There is nothing lazier,  less descriptive, more general and generic than lumping everyone together, especially when trying to nail down with some precision the nuance or detail that makes that person who s/he is, whether you love or hate him.

I try to move outside these lazy generalizations and even into different descriptive territory. Not too long ago, for example, I wrote about someone who was like a fruit fly to me, and elaborated on why.
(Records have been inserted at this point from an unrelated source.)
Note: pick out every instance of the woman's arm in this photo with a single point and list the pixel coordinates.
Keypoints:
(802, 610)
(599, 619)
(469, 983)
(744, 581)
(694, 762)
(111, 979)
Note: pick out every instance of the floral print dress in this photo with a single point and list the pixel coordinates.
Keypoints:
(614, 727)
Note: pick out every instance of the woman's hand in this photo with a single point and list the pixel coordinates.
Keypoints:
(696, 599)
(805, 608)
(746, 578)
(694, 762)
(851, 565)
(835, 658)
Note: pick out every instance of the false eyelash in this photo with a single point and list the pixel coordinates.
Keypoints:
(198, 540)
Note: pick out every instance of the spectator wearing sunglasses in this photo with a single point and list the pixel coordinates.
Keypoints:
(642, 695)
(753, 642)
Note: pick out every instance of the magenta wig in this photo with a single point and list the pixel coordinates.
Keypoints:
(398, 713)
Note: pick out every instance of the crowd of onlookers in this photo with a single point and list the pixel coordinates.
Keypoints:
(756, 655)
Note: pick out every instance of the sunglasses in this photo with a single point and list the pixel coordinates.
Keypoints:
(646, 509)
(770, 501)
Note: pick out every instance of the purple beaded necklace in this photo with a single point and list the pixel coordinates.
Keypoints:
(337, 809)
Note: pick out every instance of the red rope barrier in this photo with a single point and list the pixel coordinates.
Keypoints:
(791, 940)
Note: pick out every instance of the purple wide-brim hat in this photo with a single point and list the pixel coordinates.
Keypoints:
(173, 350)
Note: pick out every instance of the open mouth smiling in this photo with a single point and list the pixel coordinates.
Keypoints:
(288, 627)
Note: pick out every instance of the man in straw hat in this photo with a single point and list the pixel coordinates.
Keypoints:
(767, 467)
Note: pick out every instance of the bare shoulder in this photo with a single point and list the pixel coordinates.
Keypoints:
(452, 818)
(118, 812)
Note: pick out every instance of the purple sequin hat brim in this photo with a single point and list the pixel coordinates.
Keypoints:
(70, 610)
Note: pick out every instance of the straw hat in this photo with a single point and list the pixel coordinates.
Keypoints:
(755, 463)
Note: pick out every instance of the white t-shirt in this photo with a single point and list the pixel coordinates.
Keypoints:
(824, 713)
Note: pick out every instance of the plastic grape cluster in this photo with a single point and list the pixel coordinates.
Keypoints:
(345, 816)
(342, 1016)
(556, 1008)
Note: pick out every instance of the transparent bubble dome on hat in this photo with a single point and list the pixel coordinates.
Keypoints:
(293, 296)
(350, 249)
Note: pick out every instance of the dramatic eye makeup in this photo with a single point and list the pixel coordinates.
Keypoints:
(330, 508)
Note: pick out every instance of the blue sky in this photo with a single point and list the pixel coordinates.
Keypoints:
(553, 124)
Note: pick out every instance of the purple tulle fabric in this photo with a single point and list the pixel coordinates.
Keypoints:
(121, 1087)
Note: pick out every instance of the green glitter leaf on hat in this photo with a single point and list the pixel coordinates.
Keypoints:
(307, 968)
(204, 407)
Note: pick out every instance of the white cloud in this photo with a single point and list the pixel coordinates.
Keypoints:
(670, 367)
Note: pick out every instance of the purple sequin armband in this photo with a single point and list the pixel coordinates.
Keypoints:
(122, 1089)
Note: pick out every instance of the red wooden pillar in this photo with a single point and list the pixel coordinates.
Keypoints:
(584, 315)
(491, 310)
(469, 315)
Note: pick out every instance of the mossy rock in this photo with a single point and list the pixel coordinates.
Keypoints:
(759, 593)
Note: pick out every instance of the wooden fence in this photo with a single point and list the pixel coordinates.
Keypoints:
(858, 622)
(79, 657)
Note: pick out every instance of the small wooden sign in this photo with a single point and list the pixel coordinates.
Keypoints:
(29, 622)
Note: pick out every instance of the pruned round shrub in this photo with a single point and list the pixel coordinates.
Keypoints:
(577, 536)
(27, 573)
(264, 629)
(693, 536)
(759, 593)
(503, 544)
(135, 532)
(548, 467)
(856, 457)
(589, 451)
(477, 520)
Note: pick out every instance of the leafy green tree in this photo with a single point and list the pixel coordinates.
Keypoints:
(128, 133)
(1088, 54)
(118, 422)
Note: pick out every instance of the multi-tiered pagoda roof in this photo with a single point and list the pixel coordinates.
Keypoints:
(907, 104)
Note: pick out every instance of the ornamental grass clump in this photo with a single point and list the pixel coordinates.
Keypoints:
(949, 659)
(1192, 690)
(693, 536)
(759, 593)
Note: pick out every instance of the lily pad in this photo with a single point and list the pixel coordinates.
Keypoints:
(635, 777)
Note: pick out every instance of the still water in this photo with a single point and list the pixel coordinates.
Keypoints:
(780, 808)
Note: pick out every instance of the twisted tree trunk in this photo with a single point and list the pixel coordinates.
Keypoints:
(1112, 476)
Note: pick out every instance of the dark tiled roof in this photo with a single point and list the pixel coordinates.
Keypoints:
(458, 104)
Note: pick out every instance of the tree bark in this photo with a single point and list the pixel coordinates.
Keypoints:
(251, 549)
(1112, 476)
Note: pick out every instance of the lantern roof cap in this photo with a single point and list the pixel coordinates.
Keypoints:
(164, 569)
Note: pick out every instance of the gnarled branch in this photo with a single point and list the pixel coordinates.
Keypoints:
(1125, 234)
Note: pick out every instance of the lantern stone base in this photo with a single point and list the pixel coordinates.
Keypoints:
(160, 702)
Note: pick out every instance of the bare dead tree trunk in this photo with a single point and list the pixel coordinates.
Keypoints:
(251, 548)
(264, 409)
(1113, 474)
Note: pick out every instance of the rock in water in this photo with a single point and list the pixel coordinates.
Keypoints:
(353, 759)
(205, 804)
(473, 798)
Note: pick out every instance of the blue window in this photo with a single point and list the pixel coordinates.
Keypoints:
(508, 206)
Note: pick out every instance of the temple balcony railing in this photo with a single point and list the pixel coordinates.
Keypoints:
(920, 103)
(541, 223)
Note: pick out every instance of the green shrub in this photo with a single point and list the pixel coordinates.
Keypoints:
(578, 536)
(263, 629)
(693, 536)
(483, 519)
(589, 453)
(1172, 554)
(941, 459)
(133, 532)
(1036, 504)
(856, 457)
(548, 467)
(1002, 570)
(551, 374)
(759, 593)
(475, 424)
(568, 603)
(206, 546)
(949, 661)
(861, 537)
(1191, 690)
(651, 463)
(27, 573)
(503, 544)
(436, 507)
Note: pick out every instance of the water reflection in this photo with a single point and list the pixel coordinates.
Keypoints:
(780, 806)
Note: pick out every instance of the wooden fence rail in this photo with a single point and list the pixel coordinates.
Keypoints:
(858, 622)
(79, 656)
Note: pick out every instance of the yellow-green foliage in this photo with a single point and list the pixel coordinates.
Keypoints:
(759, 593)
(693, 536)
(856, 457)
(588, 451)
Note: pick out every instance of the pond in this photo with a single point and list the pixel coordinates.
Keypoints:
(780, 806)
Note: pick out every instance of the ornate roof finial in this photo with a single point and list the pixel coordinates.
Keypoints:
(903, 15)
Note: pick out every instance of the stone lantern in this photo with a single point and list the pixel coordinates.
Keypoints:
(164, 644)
Later, I felt that the same person is a lot like a tiny, live frog, trapped in a bag of fresh salad. Every so often, I’ve read a news story here in Sweden about someone opening a ready-to-eat bag of greens, only to witness a little frog, still alive, hop out. Me, I’d find this horrifying (the companies selling these frog-laden salads claim that live frogs prove the freshness of their goods…). In comparing a person to these frogs, though, I isolate certain aspects of the individual’s personality: living in a confined, non-reality, oblivious to the fact that she does not belong there and that that environment is inherently unhealthy and won’t lead her anywhere. She may die there.

When some unsuspecting consumer opens the bag, and she – this oblivious frog – jumps out, she is unwelcome and terrifies the person holding the bag. This can’t be happening! Even if it’s a fascinating and strange curiosity, that fascination lasts only for the briefest moment. This uninvited, intrusive guest must go.